Testing Statistical Assumptions in Research discusses the concepts of hypothesis testing and statistical errors in detail, as well as the concepts of power, sample size, and effect size. It introduces SPSS functionality and shows how to segregate data, draw random samples, file split, and create variables automatically. It then goes on to cover different assumptions required in survey studies, and the importance of designing surveys in reporting the efficient findings. The book provides various parametric tests and the related assumptions and shows the procedures for testing these assumptions using SPSS software. To motivate readers to use assumptions, it includes many situations where violation of assumptions affects the findings. Assumptions required for different non-parametric tests such as Chi-square, Mann-Whitney, Kruskal Wallis, and Wilcoxon signed-rank test are also discussed.

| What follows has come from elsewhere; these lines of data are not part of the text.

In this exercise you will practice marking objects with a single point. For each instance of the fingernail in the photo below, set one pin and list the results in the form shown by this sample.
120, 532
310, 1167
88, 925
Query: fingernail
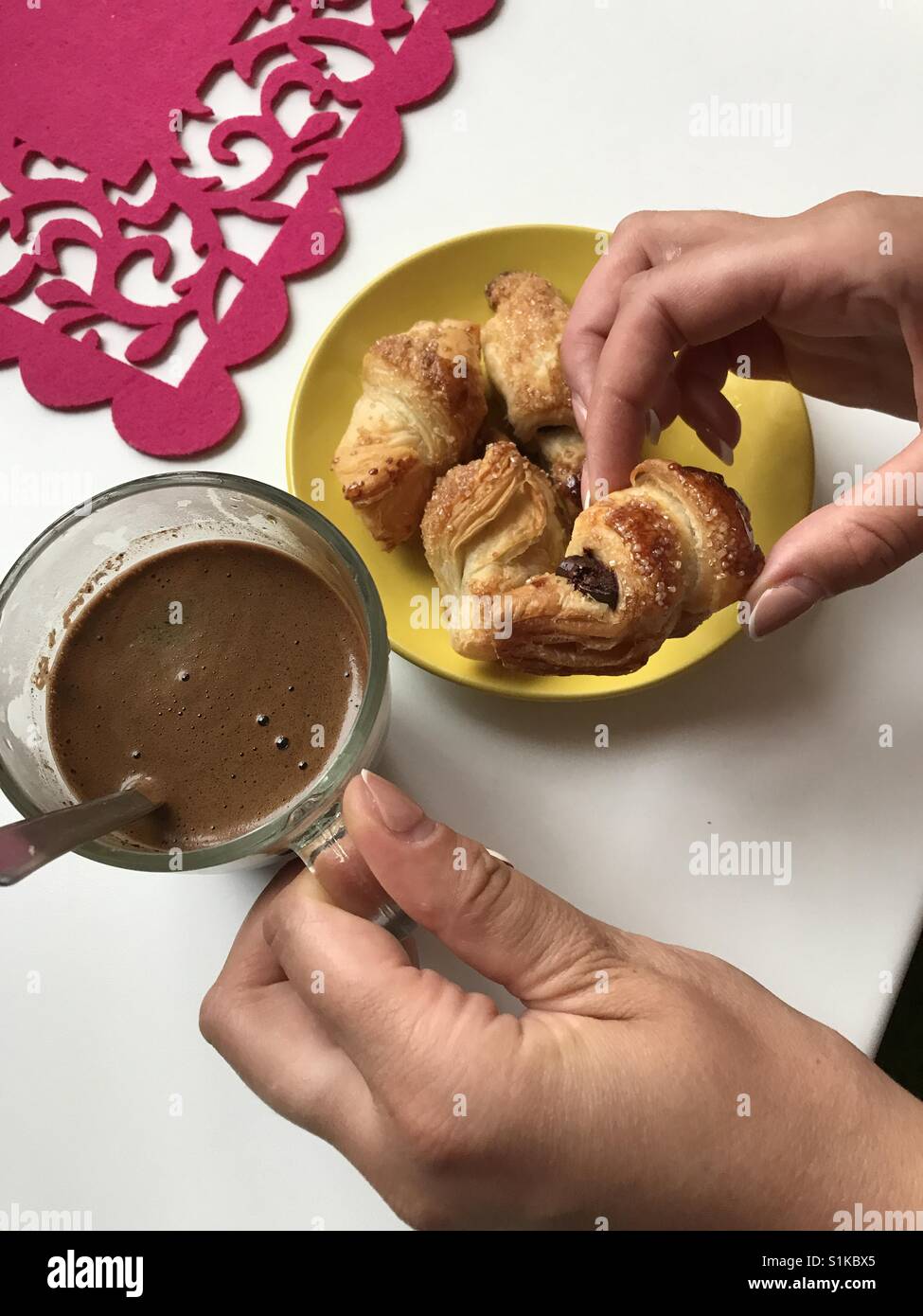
397, 810
579, 411
782, 603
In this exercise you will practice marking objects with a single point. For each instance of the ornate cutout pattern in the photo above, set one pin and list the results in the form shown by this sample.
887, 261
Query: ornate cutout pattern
98, 97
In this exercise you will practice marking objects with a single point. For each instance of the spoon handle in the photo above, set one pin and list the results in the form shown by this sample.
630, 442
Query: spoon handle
32, 843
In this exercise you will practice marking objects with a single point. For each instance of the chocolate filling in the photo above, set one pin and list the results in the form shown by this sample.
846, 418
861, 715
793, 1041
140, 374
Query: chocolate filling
592, 578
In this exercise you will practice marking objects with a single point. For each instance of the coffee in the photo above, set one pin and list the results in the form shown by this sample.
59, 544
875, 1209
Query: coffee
222, 672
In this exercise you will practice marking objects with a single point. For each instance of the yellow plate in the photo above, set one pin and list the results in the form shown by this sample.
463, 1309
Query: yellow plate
773, 466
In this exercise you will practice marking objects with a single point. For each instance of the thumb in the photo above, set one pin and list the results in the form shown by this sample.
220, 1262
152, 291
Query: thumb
862, 536
494, 917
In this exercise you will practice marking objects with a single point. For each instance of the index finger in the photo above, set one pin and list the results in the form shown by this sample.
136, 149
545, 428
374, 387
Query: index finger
698, 297
640, 242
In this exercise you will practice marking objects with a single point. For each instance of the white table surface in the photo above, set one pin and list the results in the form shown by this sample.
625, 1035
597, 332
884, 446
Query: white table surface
576, 114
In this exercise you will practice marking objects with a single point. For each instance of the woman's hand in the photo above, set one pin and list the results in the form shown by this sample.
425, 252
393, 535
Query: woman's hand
644, 1086
831, 300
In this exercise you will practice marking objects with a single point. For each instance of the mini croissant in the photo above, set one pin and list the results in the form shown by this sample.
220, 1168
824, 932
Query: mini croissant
561, 453
644, 565
421, 405
523, 351
491, 525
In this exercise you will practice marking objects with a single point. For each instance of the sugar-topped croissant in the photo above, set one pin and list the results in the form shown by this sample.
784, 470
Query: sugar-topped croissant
490, 526
523, 351
561, 453
421, 405
644, 565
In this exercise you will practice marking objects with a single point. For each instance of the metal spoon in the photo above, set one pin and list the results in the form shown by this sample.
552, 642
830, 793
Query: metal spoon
33, 843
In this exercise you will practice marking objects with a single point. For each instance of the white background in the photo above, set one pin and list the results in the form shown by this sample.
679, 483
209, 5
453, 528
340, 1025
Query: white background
575, 112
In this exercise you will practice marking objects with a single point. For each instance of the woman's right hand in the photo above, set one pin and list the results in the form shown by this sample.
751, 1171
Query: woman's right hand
829, 300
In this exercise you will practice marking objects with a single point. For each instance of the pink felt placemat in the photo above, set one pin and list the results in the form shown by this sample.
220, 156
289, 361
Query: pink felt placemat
107, 87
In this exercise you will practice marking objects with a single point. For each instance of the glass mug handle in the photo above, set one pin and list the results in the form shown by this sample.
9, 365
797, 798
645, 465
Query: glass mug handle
324, 839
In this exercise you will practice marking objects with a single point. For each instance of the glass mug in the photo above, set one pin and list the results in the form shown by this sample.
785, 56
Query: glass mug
114, 532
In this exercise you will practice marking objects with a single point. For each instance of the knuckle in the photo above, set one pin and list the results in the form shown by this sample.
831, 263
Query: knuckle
633, 225
215, 1016
485, 886
425, 1210
876, 545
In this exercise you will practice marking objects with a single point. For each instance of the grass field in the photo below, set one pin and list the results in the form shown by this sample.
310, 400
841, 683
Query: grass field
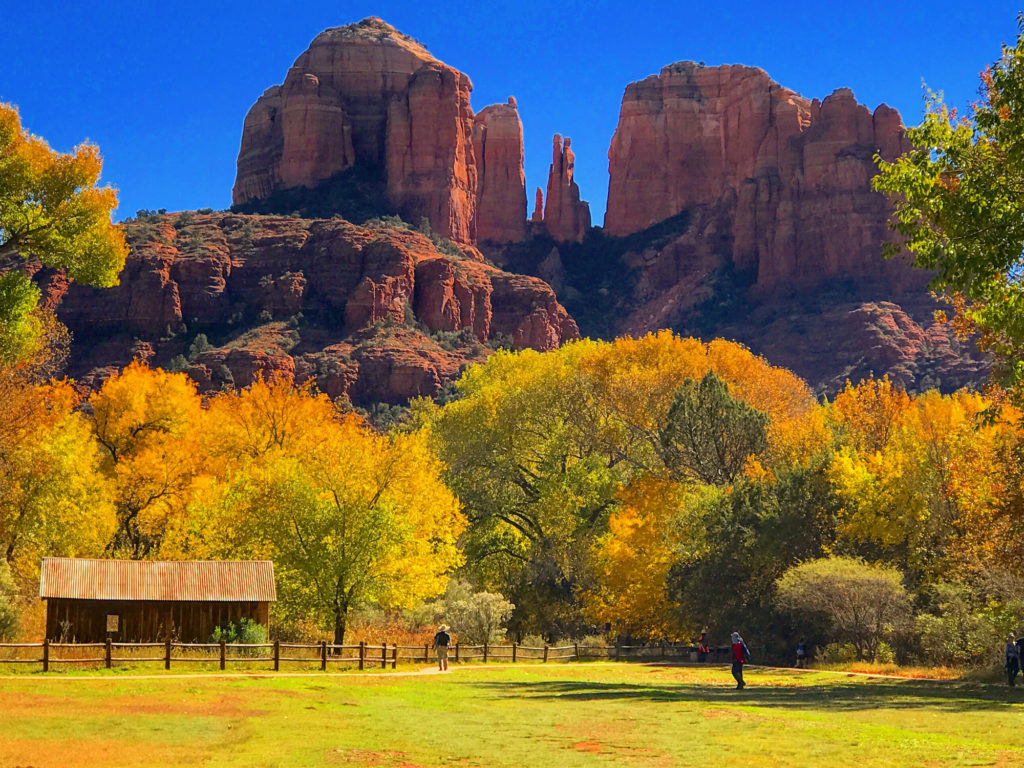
546, 717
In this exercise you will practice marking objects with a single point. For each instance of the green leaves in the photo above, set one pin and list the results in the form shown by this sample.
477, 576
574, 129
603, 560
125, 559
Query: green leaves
709, 434
958, 206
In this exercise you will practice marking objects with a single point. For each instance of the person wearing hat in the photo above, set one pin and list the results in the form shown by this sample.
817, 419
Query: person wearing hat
441, 641
740, 655
1013, 662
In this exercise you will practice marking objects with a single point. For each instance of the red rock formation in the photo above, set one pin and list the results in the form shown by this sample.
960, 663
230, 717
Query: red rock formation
368, 95
791, 176
363, 294
565, 216
501, 193
538, 215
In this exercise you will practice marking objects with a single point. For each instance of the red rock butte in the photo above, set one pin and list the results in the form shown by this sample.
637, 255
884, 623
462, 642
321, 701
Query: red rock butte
366, 95
790, 178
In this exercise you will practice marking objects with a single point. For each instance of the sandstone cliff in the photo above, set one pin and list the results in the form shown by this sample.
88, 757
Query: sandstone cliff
565, 216
366, 95
786, 177
501, 195
372, 313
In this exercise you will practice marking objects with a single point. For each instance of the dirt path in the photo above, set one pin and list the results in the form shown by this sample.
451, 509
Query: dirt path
434, 671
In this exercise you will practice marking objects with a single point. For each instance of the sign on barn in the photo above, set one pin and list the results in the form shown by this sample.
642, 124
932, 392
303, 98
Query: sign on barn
152, 601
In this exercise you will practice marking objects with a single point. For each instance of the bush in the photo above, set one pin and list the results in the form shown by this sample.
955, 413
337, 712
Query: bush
8, 604
859, 604
477, 616
964, 628
243, 631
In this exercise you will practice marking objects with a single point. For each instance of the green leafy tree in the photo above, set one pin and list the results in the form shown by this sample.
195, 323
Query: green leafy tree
958, 199
859, 603
51, 211
710, 434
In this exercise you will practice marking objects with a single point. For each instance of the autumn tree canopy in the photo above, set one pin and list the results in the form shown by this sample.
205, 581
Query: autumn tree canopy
53, 213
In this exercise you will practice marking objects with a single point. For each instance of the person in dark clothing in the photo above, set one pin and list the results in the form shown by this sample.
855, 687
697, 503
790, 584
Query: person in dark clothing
1013, 662
702, 648
441, 642
740, 655
802, 654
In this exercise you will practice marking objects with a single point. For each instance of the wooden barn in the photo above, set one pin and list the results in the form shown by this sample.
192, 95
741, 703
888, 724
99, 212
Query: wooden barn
152, 601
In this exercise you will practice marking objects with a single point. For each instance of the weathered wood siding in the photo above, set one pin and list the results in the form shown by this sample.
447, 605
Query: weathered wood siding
145, 621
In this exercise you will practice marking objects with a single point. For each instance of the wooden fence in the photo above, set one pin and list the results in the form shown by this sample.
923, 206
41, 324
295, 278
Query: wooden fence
364, 655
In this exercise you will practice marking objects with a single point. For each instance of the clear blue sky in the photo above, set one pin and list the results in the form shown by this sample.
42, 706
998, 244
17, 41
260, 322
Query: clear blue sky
163, 87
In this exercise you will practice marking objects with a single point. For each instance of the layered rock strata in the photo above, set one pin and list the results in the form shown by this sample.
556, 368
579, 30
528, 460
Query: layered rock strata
375, 314
368, 95
501, 194
790, 178
565, 216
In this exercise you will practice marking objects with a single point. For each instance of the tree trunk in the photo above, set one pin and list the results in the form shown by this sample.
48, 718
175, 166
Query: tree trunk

Finally, it looks at assumptions in non-parametric correlations, such as bi-serial correlation, tetrachoric correlation, and phi coefficient.
* An excellent reference for graduate students and research scholars of any discipline in testing assumptions of statistical tests before using them in their research study
* Shows readers the adverse effect of violating the assumptions on findings by means of various illustrations
* Describes different assumptions associated with different statistical tests commonly used by research scholars
* Contains examples using SPSS, which helps facilitate readers to understand the procedure involved in testing assumptions
* Looks at commonly used assumptions in statistical tests, such as z, t and F tests, ANOVA, correlation, and regression analysis
Testing Statistical Assumptions in Research is a valuable resource for graduate students of any discipline who write thesis or dissertation for empirical studies in their course works, as well as for data analysts.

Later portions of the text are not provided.